Blackstone has since sold that business and owns a rent-to-own business called Home Partners of America – one of the many players in a growing single-family home rental market in the U.S.

“We don’t have a similar platform in Canada and we don’t have the intention of launching one because, from our perspective, we think there are just more interesting places to deploy capital in the Canadian market,” Mr. Meghji said.

Ms. Lin, a former Canada Pension Plan Investment Board executive, is in charge of Blackstone’s expansion in Canada. She cited the country’s favourable immigration policies and its strong population growth as two key factors that make Canada a winner for Blackstone’s capital.

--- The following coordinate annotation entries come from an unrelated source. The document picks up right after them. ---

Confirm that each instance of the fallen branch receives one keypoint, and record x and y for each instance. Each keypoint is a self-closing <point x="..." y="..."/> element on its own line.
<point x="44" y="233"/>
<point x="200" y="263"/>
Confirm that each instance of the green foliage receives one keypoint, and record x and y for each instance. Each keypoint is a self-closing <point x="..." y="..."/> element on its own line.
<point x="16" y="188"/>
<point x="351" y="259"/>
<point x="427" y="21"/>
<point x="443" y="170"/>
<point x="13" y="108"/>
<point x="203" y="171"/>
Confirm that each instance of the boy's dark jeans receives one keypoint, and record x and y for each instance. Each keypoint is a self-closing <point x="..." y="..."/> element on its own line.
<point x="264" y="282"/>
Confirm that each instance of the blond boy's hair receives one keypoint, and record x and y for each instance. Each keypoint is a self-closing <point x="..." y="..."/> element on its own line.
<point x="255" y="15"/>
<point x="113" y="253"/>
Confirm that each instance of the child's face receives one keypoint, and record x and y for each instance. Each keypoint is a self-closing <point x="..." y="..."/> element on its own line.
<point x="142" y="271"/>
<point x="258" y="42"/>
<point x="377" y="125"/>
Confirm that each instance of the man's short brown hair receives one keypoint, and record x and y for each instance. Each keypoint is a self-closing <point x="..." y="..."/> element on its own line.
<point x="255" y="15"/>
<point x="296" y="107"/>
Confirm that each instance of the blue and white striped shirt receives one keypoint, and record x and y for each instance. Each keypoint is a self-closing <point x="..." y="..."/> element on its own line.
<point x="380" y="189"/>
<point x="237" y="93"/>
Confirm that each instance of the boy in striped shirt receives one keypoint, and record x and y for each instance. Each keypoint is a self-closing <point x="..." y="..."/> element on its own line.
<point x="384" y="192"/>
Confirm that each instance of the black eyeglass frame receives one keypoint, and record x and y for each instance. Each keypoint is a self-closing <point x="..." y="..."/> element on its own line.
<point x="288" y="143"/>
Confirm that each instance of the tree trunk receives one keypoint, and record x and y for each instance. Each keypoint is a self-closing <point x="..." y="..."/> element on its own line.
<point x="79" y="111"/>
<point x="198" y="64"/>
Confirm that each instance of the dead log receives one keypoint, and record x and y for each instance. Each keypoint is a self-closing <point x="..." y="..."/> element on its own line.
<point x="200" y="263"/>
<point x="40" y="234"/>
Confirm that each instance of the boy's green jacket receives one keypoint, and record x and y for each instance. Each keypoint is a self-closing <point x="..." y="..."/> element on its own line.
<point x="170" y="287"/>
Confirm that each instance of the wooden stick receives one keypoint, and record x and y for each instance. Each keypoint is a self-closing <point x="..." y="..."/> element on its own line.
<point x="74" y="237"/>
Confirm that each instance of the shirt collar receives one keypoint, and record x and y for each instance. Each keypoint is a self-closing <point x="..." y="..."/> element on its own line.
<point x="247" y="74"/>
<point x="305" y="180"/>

Blackstone mostly owns warehouses and other industrial space in Canada, as well as a couple of office towers. It also has some investments in apartment building developments. All together, they are worth about US$14-billion, according to Blackstone, representing just a tiny fraction of the company’s global real estate portfolio.

Ms. Lin and Mr. Meghji both said the company will continue to invest in industrial and top office buildings, as well as hotels.

Blackstone has previously said it expects its growth here will be significant. Mr. Meghji would not quantify “significant” except to say he expects growth will be material and Canada could eventually command a larger share of Blackstone’s global real estate portfolio.